A Generalized Circuit for the Hamiltonian Dynamics Through the Truncated Series

TL;DR

This paper introduces a versatile quantum circuit design for Hamiltonian simulation using the truncated Taylor series, enabling efficient eigenvalue estimation for complex matrices with potential applications in quantum chemistry.

Contribution

The authors develop a general fixed-quantum circuit for Hamiltonian dynamics simulation that adapts to any matrix in phase estimation, improving previous methods with scalable complexity.

Findings

Circuit complexity scales as O(Ln) for molecular Hamiltonians

The method applies to matrices with polynomial sparsity efficiently

A divide and conquer approach maps non-sum matrices into the circuit

Abstract

In this paper, we present a method for the Hamiltonian simulation in the context of eigenvalue estimation problems which improves earlier results dealing with Hamiltonian simulation through the truncated Taylor series.
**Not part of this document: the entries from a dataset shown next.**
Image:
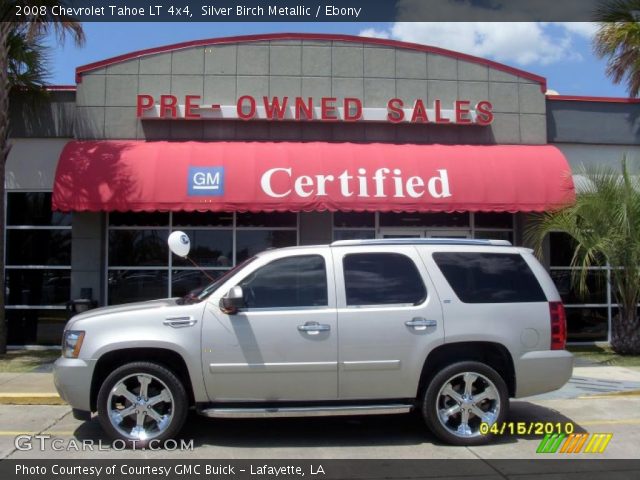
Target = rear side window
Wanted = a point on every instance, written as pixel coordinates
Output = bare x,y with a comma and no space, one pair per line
489,277
382,279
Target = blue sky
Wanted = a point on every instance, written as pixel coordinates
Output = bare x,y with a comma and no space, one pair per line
561,52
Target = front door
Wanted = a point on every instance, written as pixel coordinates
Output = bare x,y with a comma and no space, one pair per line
283,344
389,318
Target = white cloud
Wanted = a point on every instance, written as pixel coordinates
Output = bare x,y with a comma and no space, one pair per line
523,43
584,29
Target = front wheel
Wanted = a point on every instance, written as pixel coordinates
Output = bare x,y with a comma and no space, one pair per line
460,398
142,402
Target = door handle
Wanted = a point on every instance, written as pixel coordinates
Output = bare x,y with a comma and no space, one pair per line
180,322
419,323
313,328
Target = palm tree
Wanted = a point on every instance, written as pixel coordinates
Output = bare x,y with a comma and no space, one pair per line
21,65
604,224
618,40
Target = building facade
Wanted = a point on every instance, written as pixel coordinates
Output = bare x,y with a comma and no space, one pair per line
255,142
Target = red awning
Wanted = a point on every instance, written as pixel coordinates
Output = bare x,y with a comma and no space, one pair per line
282,176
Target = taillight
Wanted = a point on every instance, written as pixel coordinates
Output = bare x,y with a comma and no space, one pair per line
558,326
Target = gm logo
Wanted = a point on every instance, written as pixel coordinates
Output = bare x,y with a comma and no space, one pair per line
206,181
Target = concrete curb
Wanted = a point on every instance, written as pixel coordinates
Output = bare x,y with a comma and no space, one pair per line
31,399
625,393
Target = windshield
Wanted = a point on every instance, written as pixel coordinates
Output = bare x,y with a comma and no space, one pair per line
206,291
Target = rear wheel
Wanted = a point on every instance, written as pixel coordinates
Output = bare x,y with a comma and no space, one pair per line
460,398
140,402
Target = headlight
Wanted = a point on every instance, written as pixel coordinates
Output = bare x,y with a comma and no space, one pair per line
71,343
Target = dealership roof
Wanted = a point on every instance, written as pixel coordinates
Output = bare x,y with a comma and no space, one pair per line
311,36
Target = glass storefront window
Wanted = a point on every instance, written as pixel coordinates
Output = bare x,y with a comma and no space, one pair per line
209,248
433,220
493,220
494,235
187,281
202,219
35,326
267,219
596,284
219,240
138,247
587,324
138,219
38,247
361,234
250,242
34,208
37,286
354,219
38,269
132,285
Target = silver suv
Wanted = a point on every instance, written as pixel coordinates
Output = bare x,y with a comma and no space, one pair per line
451,328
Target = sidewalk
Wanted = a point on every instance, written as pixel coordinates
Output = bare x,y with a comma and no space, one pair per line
38,389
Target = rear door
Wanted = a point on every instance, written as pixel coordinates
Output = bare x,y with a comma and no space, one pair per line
389,318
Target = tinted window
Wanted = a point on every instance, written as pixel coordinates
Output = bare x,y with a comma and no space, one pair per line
489,277
289,282
382,279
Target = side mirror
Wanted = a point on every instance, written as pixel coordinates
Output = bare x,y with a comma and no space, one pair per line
232,301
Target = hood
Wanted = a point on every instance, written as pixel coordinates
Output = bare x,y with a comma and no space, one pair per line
124,308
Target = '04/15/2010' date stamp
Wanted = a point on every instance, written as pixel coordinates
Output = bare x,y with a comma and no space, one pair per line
527,428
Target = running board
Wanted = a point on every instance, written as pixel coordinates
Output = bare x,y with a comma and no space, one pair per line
319,411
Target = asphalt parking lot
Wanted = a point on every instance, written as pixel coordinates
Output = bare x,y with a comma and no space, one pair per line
377,437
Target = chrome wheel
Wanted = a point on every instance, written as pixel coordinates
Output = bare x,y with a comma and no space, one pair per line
140,406
466,400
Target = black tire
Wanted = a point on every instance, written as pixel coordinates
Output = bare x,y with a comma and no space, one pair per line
434,401
175,411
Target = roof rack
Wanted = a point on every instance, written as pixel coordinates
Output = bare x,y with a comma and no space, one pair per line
422,241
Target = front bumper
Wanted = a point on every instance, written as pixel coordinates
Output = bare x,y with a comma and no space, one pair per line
543,371
72,378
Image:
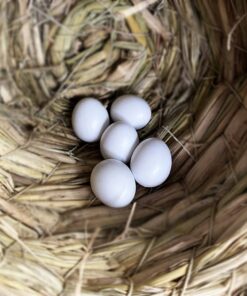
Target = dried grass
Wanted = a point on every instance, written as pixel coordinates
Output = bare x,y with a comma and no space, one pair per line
188,60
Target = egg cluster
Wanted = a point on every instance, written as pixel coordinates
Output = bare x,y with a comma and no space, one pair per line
112,181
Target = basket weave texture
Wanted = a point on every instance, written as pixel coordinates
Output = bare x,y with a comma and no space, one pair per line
188,59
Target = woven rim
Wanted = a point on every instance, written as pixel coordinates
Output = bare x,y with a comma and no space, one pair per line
188,60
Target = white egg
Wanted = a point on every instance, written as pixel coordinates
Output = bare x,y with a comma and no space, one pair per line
131,109
89,119
151,162
119,141
113,183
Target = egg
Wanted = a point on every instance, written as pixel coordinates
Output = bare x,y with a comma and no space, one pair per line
89,119
119,141
113,183
131,109
151,162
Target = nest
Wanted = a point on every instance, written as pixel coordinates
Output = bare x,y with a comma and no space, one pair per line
188,59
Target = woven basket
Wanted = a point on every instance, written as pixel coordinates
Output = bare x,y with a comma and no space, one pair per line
188,59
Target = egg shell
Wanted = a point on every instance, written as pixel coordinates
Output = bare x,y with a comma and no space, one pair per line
119,141
131,109
113,183
151,162
89,119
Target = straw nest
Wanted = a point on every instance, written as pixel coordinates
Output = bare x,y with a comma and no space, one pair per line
188,59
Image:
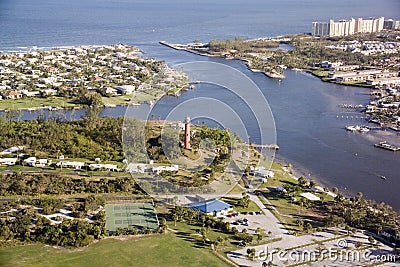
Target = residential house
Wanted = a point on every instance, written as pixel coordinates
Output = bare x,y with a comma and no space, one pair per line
214,207
392,235
109,91
8,161
159,169
125,89
70,164
11,94
100,167
31,161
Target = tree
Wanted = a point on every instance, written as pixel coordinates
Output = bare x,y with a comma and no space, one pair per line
303,181
260,233
175,218
371,240
251,253
245,200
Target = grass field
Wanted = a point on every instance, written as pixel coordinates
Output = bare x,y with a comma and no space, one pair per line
159,250
123,215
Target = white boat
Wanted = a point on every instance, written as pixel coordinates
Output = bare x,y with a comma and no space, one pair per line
361,129
351,128
110,105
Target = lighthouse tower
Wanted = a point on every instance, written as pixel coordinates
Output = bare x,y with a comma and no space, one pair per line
187,133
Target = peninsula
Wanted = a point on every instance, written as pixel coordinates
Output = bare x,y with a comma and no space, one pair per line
368,60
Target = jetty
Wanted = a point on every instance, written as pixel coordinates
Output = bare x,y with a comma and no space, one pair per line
270,146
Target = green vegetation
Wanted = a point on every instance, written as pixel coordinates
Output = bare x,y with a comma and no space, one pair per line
169,249
88,138
26,184
300,215
240,206
29,225
25,103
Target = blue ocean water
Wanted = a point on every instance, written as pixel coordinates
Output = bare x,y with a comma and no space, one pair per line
77,22
305,109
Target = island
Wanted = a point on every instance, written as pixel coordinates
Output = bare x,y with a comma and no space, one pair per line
369,60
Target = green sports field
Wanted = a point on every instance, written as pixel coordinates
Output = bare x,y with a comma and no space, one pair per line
125,215
159,250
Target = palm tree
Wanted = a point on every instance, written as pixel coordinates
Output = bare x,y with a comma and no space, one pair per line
175,217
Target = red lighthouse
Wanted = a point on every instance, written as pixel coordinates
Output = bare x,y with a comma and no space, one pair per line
187,133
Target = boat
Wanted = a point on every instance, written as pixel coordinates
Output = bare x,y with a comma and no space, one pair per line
387,146
108,105
361,129
351,128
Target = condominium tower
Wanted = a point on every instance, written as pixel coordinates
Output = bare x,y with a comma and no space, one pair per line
347,27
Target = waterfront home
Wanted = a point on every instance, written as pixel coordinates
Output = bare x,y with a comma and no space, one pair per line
41,163
70,164
278,188
11,150
30,93
159,169
391,81
107,167
8,161
261,172
109,91
310,196
137,167
214,207
48,92
125,89
31,161
344,68
392,235
11,94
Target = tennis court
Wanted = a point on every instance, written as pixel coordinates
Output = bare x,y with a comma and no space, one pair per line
125,215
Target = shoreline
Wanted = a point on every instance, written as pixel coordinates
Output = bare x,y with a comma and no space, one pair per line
181,47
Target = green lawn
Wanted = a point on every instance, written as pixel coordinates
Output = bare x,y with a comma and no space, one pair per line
160,250
234,202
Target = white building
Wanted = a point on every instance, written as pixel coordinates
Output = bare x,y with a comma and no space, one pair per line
70,164
137,167
108,167
125,89
261,172
347,27
31,161
8,161
159,169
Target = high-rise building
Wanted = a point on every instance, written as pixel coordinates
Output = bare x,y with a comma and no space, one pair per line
347,27
391,24
187,133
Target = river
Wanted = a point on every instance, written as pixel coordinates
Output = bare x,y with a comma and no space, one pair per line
305,109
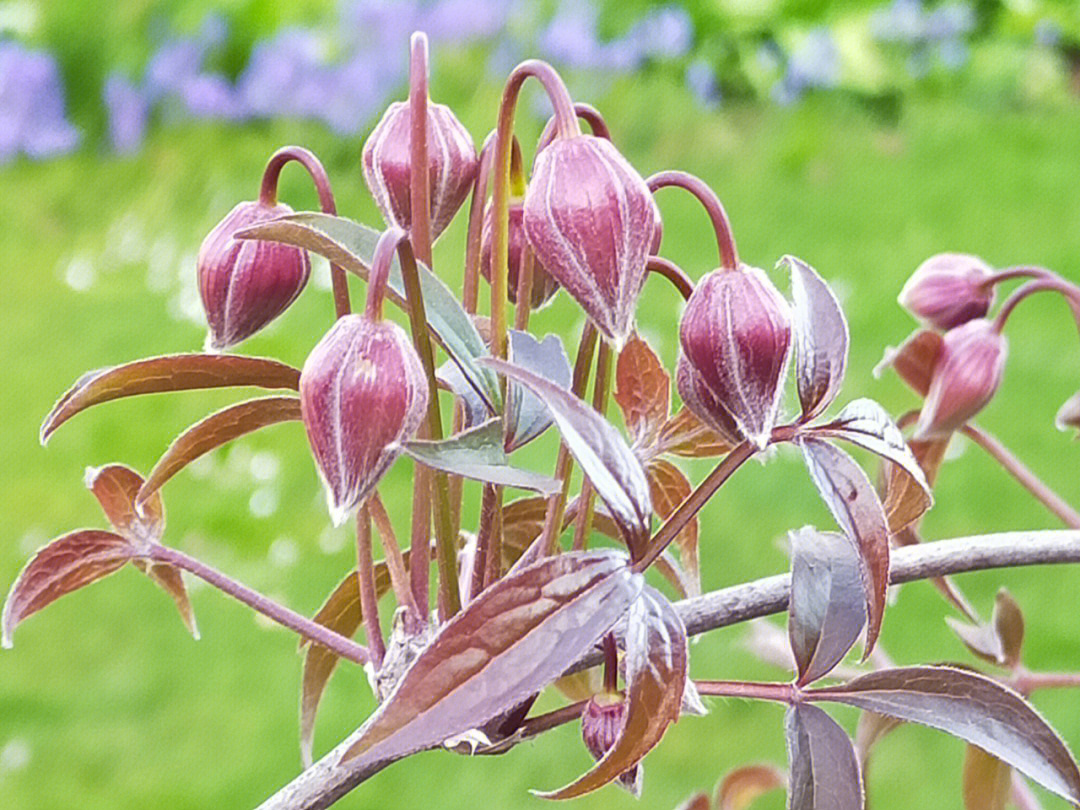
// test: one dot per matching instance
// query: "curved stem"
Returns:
(725, 239)
(1020, 471)
(268, 196)
(301, 624)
In particular, we present a fixed-quantum circuit design for the simulation of the Hamiltonian dynamics, $H(t)$, through the truncated Taylor series method described by Berry et al. \cite{berry2015simulating}. The circuit is general and can be used to simulate any given matrix in the phase estimation algorithm by only changing the angle values of the quantum gates implementing the time variable $t$ in the series. The circuit complexity depends on the number of summation terms composing the Hamiltonian and requires $O(Ln)$ number of quantum gates for the simulation of a molecular Hamiltonian. Here, $n$ is the number of states of a spin orbital, and $L$ is the number of terms in the molecular Hamiltonian and generally bounded by $O(n^4)$. We also discuss how to use the circuit in adaptive processes and eigenvalue related problems along with a slight modified version of the iterative phase estimation algorithm. In addition, a simple divide and conquer method is presented for mapping a matrix which are not given as sums of unitary matrices into the circuit. The complexity of the circuit is directly related to the structure of the matrix and can be bounded by $O(poly(n))$ for a matrix with $poly(n)-$sparsity.